What Your Dreams Could Be Telling You About Your Health
You know that dream you have—the one that makes you wake up worried and on edge? The "I'm so glad that was just a dream" dream?
The one where you're failing a test (wasn't high school so long ago?), being chased or are told that your partner is leaving you?
These dreams are worth paying attention to—and maybe even doing something about. Because, yes, your dreams may serve as a potent clue to your overall mental health, concluded a study in Scientific Reports in 2018. Researchers asked participants to complete a questionnaire assessing their well-being and also asked them to keep a dream journal. Those who had more anxiety were more likely to have negative dreams.
"We have thoughts, fears or anxieties during the day—and they have to go somewhere. It's not a surprise that these may play themselves out in a dream state," says dream interpreter and medium Alaine Portner. "That's the way your body finds homeostasis, or balance," she says.
An anxiety dream may be your way of trying to work out unresolved issues or conflicts, either those that are long-term and simmering under the surface or things that just happened that you still haven't come to terms with. Thing is, they may linger if you don't take care of yourself in real life. "Dreams can create a greater awareness of our subconscious and are therefore capable of providing guidance and helping you move out of fear and into greater happiness," Portner says.
As scary and impactful as they can be (perhaps you make your partner apologize to you after he wronged you in your dream), they're sending a very clear message: Pay attention, says Portner.
What Your Anxiety Dreams Mean
We asked Portner for her take on a few common themes in anxiety dreams, but know that they don't give the full picture or explanation on what's happening—only a place to start and a jump-start into self-examination. "No one can interpret your dreams better than you," says Portner. Here are five common themes:
Your boss, co-workers or friend did you dirty
If your dream is focused on one person, it's easy to assume it's all about them or that they're the problem. But part of addressing stress and anxiety is figuring out what you can do about it (in real life) and focusing on that. "You are the person in reception of that anxiety and are the only one who can control the outcome," says Porter. The big takeaway here is that it's not the other person who's at fault. You have no power over what they do, only the steps you take to make your situation better. Maybe that's going to be talking to your boss about a festering problem or diplomatically confronting a friend.
You're being chased by a wild animal
Sometimes, what's chasing you can also appear as an unidentifiable object, says Portner. When you're being pursued, it's a sign that "Things are out of order in your life. Whatever is chasing you is bigger than you. In reality, it's the anxiety that's out of control," she explains.

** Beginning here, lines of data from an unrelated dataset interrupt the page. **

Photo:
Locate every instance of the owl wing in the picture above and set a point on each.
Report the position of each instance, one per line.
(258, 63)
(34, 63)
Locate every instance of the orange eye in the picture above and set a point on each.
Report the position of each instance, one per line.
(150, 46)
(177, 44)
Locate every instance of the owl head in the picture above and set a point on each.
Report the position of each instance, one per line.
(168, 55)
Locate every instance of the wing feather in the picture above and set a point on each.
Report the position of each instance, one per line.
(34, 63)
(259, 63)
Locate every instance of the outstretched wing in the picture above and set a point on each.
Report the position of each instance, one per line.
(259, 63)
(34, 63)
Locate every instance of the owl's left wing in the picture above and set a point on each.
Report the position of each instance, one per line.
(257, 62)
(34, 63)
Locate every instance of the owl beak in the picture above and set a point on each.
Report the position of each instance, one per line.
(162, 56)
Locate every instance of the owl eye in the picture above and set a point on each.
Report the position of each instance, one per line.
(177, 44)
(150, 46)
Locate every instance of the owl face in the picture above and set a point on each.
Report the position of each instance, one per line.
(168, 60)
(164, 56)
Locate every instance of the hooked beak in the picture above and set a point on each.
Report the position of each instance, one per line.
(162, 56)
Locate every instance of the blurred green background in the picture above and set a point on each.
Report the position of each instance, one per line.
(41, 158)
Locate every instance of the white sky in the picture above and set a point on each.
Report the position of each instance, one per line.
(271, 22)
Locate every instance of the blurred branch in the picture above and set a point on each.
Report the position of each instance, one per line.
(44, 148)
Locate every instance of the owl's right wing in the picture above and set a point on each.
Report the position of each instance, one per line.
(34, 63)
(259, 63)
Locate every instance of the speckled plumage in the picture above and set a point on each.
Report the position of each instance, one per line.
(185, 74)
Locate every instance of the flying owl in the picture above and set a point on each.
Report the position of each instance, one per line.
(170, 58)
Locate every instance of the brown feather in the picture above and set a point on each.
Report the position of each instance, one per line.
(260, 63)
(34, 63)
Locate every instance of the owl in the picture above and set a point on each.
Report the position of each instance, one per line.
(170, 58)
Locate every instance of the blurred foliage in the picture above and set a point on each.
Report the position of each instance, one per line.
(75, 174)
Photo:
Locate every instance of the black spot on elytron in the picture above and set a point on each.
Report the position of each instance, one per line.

You miss the bus, show up late to a test, can't find your locker or have no one to sit with at lunch
What a throwback. "We have these types of recurrent dreams because we've been in these places before, and they're imprinted anxious memories," says Portner. That's why when you're anxious now, you may revert back to a formative time when you felt those same feelings. High school may be in the past, but those memories can be resurrected with today's anxieties.
Your partner broke up with you
"You're scared about being alone. You don't even need to have a bad relationship to have this dream," says Portner. In fact, it may have nothing to do with your relationship at all, but may relate to the loneliness you feel in this state of isolation we're in during the pandemic.
You're falling through the sky
You weren't quite ready to take off and fly. Ultimately, "[these types of] anxiety dreams can indicate that you're trying to prepare yourself for something bigger, but you don't feel ready enough," says Portner.
5 Steps to Dealing with Anxiety Dreams
1. Say thank you
After you shake off that just-waking-up sleep inertia, give some gratitude to that scary or uncomfortable dream. It's sending you a signal that you're feeling a bit out of balance or there's something more going on inside you that needs to be explored, says Portner. Flip your thinking from avoidance to appreciation and understand that the most self-compassionate next step is to take care of yourself.
2. See the possibility of change
Have that breakup dream? Again, it all comes down to doing what's in your control. "You can open yourself up to your partner more and focus on showing them love," says Portner. Similarly, if you're routinely dreaming about work, is there anything you can do to change your situation now? Set up boundaries on your hours "in office"?
3. Hone your habits
There are certain triggers for anxious thoughts, like watching the news, your social media feed and scrolling Twitter. Consume those before bed, and your mind may dwell on them later. Porter advises trading potentially anxiety-triggering habits for calming ones. "Try to empty out your mind before you go to sleep," she says. Catch up on news earlier in the day and reserve the 10 minutes before bed for a guided meditation (these are easy to find on apps like Headspace, Calm and Sleep Cycle), stretching or reading a pleasant book.
4. Take care of your body
Stress and anxiety may throw once-healthy habits to the wayside, but consuming excessive alcohol and over-caffeinating are related to sleep disturbance. Focus on eating well, exercising regularly and doing activities that help you to relax.
5. Get help when you need it
If life is busy and you know you're muscling through your day, you may think you're able to successfully ignore or live with anxiety. Your dreams may be telling you otherwise. Don't hesitate to get help to address anxiety by talking to someone, whether that's turning to a trusted loved one or reaching out to a therapist.